标题：Popularity Prediction in Microblogging Network
作者：Gao, Shuai; Ma, Jun; Chen, Zhumin
作者机构：[Gao, Shuai; Ma, Jun; Chen, Zhumin] Shandong Univ, Sch Comp Sci & Technol, Jinan 250100, Peoples R China.
会议名称：16th Asia-Pacific Web Conference (APWeb)
会议日期：SEP 05-07, 2014
来源：WEB TECHNOLOGIES AND APPLICATIONS, APWEB 2014
关键词：Popularity Prediction; Social Media; Classification; Information; diffusion
摘要：Popularity prediction in microblogging network aims to predict the future popularity of a tweet based on the observation in the early stages. Existing studies have investigated many features for prediction. However, features from the users who have potential to retweet a tweet have not been fully explored for this problem. Also, the impact of tweet's post time on its early-stage popularity has been neglected. To address these issues, we study two prediction tasks in this paper, i.e. predicting the popularity of a tweet based on the observation in 1 Hour after being posted (PP1H) or the observation of its first k retweets (PPkR), and investigate a wide spectrum of features to identify effective features for each prediction task. We extract structural features including retweet network features and border network features from the underlying user network, and temporal features from the observed retweets.

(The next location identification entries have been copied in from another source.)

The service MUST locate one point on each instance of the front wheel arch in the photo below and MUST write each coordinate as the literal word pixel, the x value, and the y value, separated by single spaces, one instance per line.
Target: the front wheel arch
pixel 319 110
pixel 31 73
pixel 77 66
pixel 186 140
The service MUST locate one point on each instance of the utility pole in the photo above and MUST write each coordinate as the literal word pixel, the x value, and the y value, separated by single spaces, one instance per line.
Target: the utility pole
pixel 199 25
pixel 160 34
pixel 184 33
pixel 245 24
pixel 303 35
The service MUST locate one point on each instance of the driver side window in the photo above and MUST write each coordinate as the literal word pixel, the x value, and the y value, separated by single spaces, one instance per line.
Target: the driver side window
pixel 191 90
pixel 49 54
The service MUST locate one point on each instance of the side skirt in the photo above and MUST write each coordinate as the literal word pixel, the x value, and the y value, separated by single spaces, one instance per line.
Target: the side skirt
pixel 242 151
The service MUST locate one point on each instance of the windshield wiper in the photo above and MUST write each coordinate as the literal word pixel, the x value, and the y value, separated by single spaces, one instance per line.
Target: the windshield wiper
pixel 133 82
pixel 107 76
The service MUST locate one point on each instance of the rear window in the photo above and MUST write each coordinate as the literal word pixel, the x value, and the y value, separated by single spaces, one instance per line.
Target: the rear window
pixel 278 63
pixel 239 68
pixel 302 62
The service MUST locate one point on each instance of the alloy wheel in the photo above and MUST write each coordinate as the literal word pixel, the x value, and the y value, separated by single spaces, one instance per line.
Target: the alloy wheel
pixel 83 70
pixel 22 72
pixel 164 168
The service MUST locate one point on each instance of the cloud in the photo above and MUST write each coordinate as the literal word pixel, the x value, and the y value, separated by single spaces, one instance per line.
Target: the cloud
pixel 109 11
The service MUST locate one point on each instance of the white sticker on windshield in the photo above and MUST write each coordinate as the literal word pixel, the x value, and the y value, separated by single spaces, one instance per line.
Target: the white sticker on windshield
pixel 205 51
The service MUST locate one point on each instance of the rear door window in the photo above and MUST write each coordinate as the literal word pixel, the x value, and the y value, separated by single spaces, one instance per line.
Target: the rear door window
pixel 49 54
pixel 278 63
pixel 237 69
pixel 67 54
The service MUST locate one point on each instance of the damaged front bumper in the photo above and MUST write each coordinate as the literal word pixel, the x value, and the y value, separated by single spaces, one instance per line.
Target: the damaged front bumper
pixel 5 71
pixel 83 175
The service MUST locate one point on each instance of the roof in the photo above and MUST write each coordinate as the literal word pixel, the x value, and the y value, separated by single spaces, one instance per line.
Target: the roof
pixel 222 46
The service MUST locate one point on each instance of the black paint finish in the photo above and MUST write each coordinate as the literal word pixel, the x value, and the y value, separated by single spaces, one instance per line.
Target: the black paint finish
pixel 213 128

To mitigate the impact of tweet's post time on its early-stage popularity, we introduce the notation of tweet time and use it to measure the temporal features. We treat both prediction tasks as classification problems and apply five standard classifiers (i.e. naive bayes, k-nearest-neighbor, support vector machine, logistic regression and bagging decision trees) for prediction. Experiments on Sina Weibo show that for PP1H task, bagging decision trees with all feature yield the best performance and border network features outperform other groups of features. For PPkR task, we find that satisfied prediction performance can be obtained based on only the temporal features of first 10 retweets. Furhter, by introducing tweet time, we can significantly improve the prediction performance of temporal features.